Mount the storage drives and move .rda files:
$ sudo mkfs /dev/xvdb
$ sudo mount /dev/xvdb /media/ephemeral1
$ cd /media/ephemeral1
$ sudo mkdir analysis
$ sudo chown ec2-user analysis
$ cd analysis
$ mv ~/*.rda .
Start an R session:
R
Load dependencies:
# library(devtools)
# install_github("pcahan1/[email protected]", ref="master")
library(CellNet)
library(cancerCellNet)
library(igraph)
Load training data:
expTrain <- utils_loadObject("Hs_expTrain_Jun-20-2017.rda")
expTrain_transformed <- trans_prop(weighted_down(expTrain, 5e5, dThresh=0.25), 1e5)
stTrain <- utils_loadObject("Hs_stTrain_Jun-20-2017.rda")
my_classifier <- utils_loadObject("cellnet_classifier_100topGenes_100genePairs.rda")
cnProc <- my_classifier$cnProc
xpairs_list <- utils_loadObject("Hs_xpairs_list.rda")
Construct GRNs (will take 15-60 min.

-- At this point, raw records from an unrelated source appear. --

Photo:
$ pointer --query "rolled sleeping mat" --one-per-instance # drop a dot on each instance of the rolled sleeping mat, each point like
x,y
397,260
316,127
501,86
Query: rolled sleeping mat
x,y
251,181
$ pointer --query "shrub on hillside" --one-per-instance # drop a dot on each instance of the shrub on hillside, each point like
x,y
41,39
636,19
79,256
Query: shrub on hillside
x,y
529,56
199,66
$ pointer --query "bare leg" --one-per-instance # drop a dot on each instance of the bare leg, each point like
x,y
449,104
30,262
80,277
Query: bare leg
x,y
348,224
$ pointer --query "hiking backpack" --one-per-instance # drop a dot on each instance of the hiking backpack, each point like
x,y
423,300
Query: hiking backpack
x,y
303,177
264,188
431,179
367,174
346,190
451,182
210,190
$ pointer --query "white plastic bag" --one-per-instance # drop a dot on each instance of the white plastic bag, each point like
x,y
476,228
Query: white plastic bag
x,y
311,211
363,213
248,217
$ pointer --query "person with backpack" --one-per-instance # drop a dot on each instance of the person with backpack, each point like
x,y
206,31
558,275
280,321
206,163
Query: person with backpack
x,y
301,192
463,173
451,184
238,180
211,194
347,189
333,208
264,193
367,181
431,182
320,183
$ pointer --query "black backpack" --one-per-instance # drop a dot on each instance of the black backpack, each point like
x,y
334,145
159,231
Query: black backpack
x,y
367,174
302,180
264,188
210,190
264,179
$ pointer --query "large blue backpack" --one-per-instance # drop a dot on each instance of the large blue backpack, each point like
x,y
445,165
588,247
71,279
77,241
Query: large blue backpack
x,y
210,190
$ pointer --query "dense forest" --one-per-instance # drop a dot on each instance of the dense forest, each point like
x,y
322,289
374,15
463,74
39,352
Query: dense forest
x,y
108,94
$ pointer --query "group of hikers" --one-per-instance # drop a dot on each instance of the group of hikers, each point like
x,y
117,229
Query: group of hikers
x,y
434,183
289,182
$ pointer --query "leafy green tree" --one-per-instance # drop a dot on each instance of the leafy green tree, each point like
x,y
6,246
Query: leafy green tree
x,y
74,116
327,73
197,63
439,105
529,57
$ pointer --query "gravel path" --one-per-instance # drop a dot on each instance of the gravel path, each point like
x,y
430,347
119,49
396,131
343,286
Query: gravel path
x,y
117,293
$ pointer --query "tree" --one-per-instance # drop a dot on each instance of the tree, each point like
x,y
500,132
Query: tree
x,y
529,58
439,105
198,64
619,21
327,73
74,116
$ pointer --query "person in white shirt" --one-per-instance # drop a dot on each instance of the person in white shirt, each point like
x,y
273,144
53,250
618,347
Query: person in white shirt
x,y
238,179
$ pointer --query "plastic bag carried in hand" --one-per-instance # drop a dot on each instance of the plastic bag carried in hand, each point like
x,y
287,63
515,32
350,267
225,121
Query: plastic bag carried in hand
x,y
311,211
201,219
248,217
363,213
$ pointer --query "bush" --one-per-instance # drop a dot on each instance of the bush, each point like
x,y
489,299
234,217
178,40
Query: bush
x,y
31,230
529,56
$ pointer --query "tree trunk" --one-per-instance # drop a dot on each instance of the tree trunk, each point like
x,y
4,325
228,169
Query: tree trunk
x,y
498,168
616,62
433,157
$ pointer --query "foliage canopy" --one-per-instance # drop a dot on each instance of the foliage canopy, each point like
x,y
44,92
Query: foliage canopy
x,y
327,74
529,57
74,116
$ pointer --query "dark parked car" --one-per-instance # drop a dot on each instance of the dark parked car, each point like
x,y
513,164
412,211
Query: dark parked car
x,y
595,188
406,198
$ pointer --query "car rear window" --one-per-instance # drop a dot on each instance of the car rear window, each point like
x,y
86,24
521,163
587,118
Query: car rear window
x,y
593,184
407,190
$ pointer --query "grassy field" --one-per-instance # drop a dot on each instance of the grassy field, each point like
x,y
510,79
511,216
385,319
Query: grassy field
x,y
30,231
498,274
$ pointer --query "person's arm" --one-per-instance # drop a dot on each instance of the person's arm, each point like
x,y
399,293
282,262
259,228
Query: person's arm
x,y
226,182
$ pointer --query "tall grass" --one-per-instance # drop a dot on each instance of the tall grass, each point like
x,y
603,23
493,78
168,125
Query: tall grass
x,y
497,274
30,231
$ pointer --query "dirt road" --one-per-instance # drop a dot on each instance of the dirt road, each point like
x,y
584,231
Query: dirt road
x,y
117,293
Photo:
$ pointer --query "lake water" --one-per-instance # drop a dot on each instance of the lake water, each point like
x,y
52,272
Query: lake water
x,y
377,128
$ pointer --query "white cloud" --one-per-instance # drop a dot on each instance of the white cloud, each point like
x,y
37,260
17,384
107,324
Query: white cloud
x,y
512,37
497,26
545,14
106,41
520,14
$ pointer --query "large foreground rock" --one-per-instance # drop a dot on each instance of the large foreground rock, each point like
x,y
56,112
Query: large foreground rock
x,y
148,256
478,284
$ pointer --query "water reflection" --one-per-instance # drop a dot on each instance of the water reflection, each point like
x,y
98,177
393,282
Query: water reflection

Since you are in screen
, you can leave your instance and come back anytime):
system.time(grnAll <- ccn_makeGRN(expTrain_transformed, stTrain, "description1",
zThresh = 4, dLevelGK = NULL, prune = TRUE,
holm = 1e-4, cval=0.3)
)
Save the grnAll object:
save(grnAll, file="Hs_grnAll_todays_date.rda")
Train normalization parameters:
expTrain_ranked <- logRank(expTrain2, base = 0)
# Extract the importance of genes based on the classifier
geneImportance <- processImportance(classifier = cnProc$classifier,
xpairs = xpairs_list, prune = TRUE)
subNets <- grnAll$ctGRNs$geneLists
system.time(trainNormParam <- ccn_trainNorm(expTrain_ranked, stTrain,
subNets=subNets,
classList = geneImportance,
dLevel = "description1", sidCol = "sra_id",
classWeight = TRUE, exprWeight = FALSE,
meanNorm = TRUE)
Save and exit:
save(trainNormParam, file="Hs_trainingNormalization_todays_date.rda")
q(save="no")
To download the object, there are 2 options:
A. In a separate terminal tab on your local computer, scp the file from the instance to your local directory:
$ scp -i replace_with_key_name.pem ec2-user@<REPLACE-WITH-PUBLIC-DNS>.amazonaws.com:/media/ephemeral1/analysis/Hs_grnAll_todays_date.rda .
$ scp -i replace_with_key_name.pem ec2-user@<REPLACE-WITH-PUBLIC-DNS>.amazonaws.com:/media/ephemeral1/analysis/Hs_trainingNormalization_todays_date.rda .
OR
B. Use the AWS CLI to copy the object to S3, then download using the S3 GUI. On your instance:
$ aws configure
AWS Access Key ID [None]: REPLACE_WITH_MY_ACCESS_KEY_ID
AWS Secret Access Key [None]: replace_with_my_secret_access_key
Default region name [None]: us-east-1e
Default output format [None]:
$ aws s3 cp Hs_grnAll_todays_date.rda s3://cahanlab/my.folder/my-subfolder/
$ aws s3 cp Hs_trainingNormalization_todays_date.rda s3://cahanlab/my.folder/my-subfolder/
After you are finished downloading the final objects, exit
screen, then exit
your instance.
TERMINATE YOUR INSTANCE ON THE AWS EC2 GUI. HOURLY RATES FOR LARGE INSTANCES ARE EXPENSIVE.